Para se compreender uma sociedade e identificar os seus preconceitos, nada mais contemporâneo do que o jornal produzido no calor da hora, com todos os seus defeitos de edição, e também suas omissões. As publicações em papel vão desaparecer? Não todas, mas os que permanecerem vão se tornar peça menor de uma engrenagem de informação que vai priorizar o “tempo real”. A corrida contra o tempo para a permanência do jornal impresso não é uniforme, como destaca o jornalista espanhol Miguel Angel Bastenier, colunista do jornal madrilenho El País e autor do livro Cómo se escribe um periódico – El chip colonial y los diarios en América Latina, lançado em 2009 pela Fundación Nuevo Periodismo Iberoamericano, presidida por Gabriel García Márquez.

Comprei este livro em Bogotá, em 2011, e de vez em quando volto a consultá-lo. Este é um momento propício. Bastenier defende que o jornalista pode ter estilo, mas sua principal preocupação deve ser sempre a clareza de entendimento do leitor. É um alerta bastante útil nestes tempos de espaços reduzidos e profusão de notas. De forma resumida, os mandamentos dele são os seguintes:

1) Não fazer prólogos à informação

2) Quando não souber lidar com o “lead retardado”, voltar ao confiável sujeito-verbo-predicado

3) Não confundir interpretação (porque as coisas aconteceram) com opinião (o que eu gosto ou não que aconteça)

4) Dar lastro ao leitor à medida que a informação se desenvolva (não repetir a cada vez o nome completo de cada coisa, mas simplesmente se referir de forma mais sintética)

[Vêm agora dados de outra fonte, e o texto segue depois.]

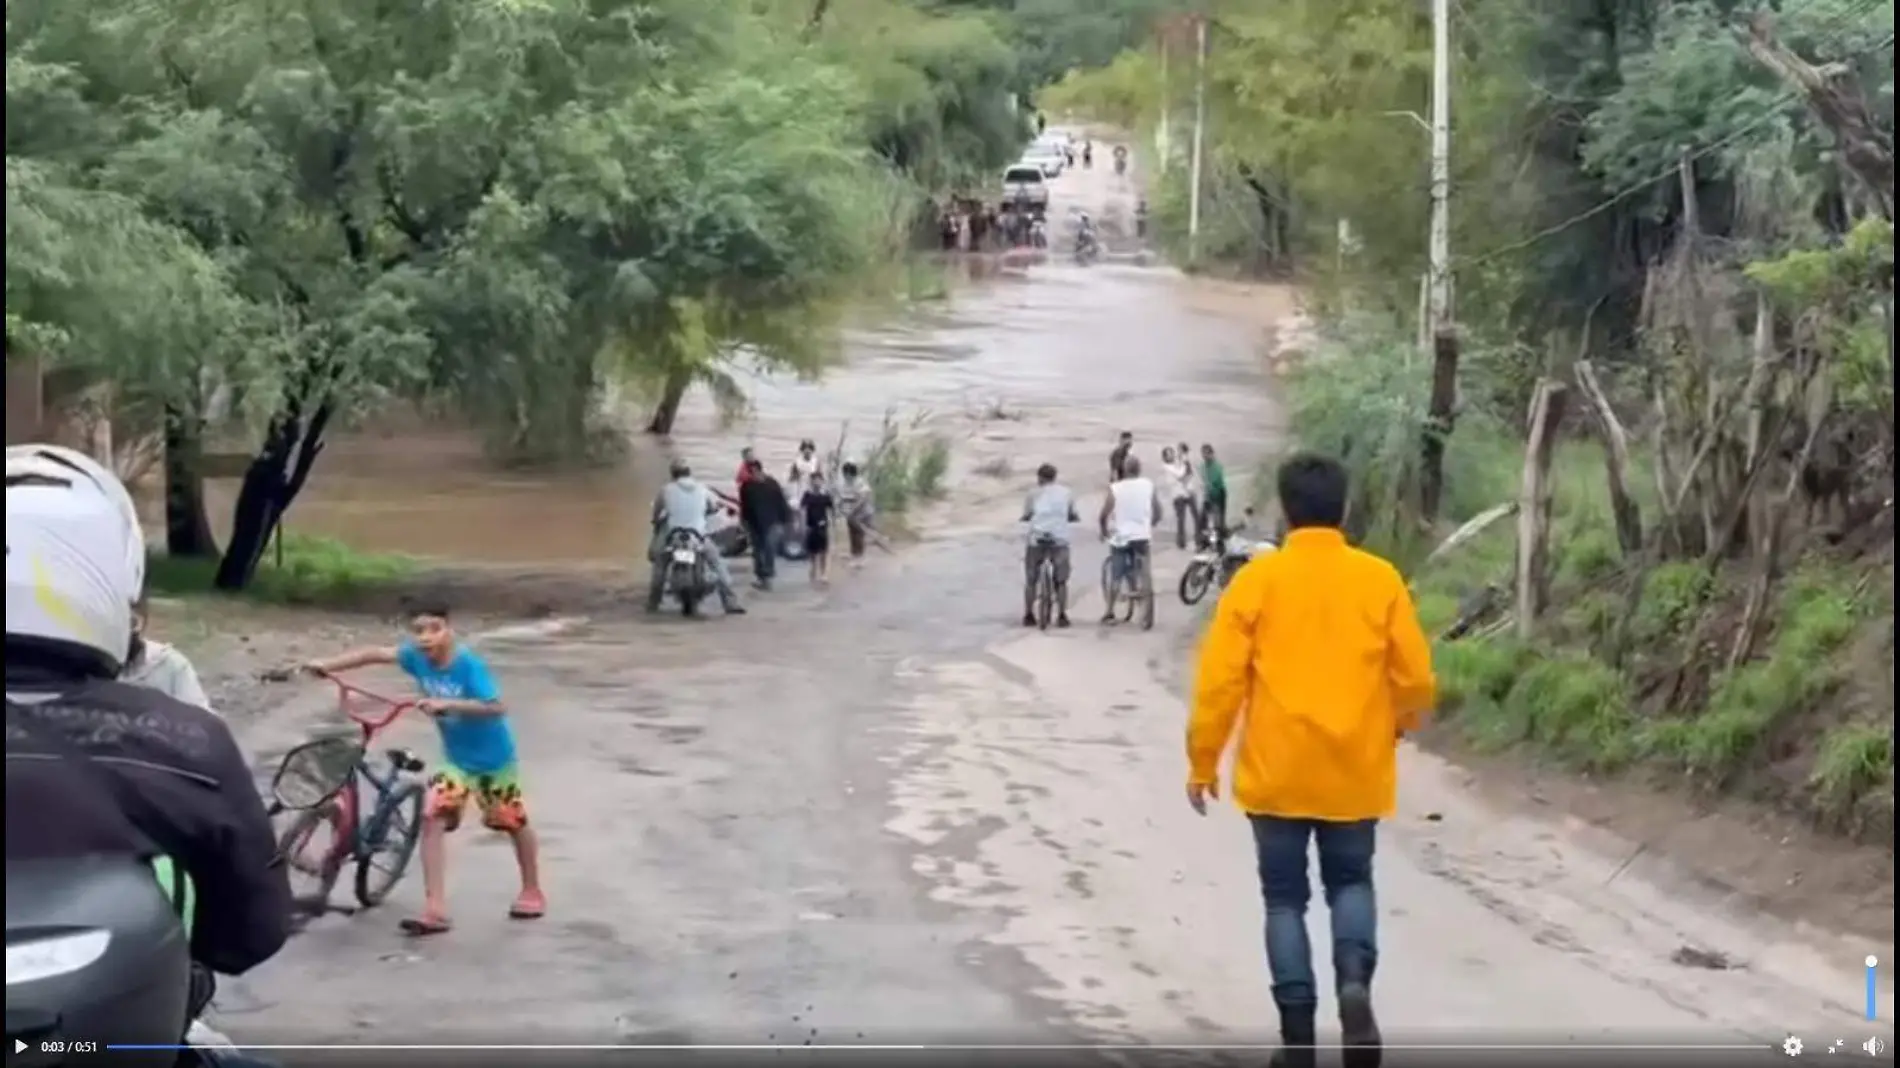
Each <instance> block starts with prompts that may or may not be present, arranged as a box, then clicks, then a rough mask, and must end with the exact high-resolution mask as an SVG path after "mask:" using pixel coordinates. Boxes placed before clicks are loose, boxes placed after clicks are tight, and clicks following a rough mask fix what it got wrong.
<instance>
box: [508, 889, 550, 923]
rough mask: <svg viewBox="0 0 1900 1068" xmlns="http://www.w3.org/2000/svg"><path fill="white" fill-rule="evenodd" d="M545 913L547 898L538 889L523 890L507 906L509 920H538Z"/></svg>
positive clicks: (542, 915) (542, 893)
mask: <svg viewBox="0 0 1900 1068" xmlns="http://www.w3.org/2000/svg"><path fill="white" fill-rule="evenodd" d="M545 912H547V897H545V895H543V893H542V891H538V889H524V891H521V895H519V897H517V899H515V903H513V905H509V906H507V918H509V920H540V918H542V916H543V914H545Z"/></svg>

5) Fazer com que até um marciano seja capaz de entender tudo o que está escrito no jornal

6) Não deixar pontas soltas, ou expectativas não satisfeitas de informação

7) Nunca deixar de registrar quando e onde ocorreram os fatos

Bastenier considera que, em um primeiro momento, as versões eletrônicas dos jornais impressos “canibalizaram” o público leitor do papel, ao não preparar a transição para o digital de uma forma mais suave. De um momento para o outro, o consumidor de notícia passou a ter acesso a informações em outros canais, primeiro através de blogs e atualmente por redes sociais. Na América Latina, incluindo o Brasil, vive-se um fenômeno contrário do que ocorre nos Estados Unidos e na Europa: o número de leitores de publicações em papel vem crescendo, por causa da ascensão econômica das classes mais populares. Como ocorreu há mais de cem anos nos países mais ricos, ser assinante de um jornal ou revista traz status social e o universo de novos leitores advindos das camadas C, D e E não está ainda devidamente “alfabetizado” e “cooptado” pelos meios eletrônicos.

Como evitar que os antigos e novos leitores de jornal em papel não se deixem seduzir pelo digital, condenando o tradicional “dispositivo” à morte? Oferecendo conteúdo que, ao mesmo tempo, mantenha a ideia da tradição do “fechamento”, trazendo informações processadas dentro de um ciclo de tempo, e que seja atualizado ao longo do dia. Os novos celulares e tablets intensificaram a sensação de que nunca na história da humanidade se teve acesso a tanta notícia – e de forma gratuita, em algumas situações. Para permanecerem vivos e competitivos, os jornais precisarão investir mais e mais em coberturas exclusivas, o que representará mais gastos num momento em que a ordem é economizar. Ao contrário do papel, não são muitos os leitores dispostos a pagar por consumo de notícia pelo meio digital.

Nesse processo de reinvenção forçado pelas novas tecnologias e a concorrência de outros “fazedores de notícias”, os jornais mais tradicionais podem se consolidar no futuro justamente pelo poder do seu passado. No processo de “musealização” da sociedade, descrito pelo pensador alemão Andreas Huyssen no seu livro Seduzidos pela memória, os jornais têm nos seus exemplares já catalogados um acervo que vai ganhar crescente importância dentro de um universo onde a informação circula em todos os momentos. Os jornalistas do presente, os que produzirão para o consumidor dos dispositivos de vidro, serão os “arqueólogos de dados”, os habilitados a desvendar os sinais mais representativos deste mundo digital. Do papel ao vidro, do tempo linear ao fragmentado, o jornalista se tornará cada vez mais um historiador do contemporâneo. Muito ou pouco, vai ter que continuar a escrever. E bem.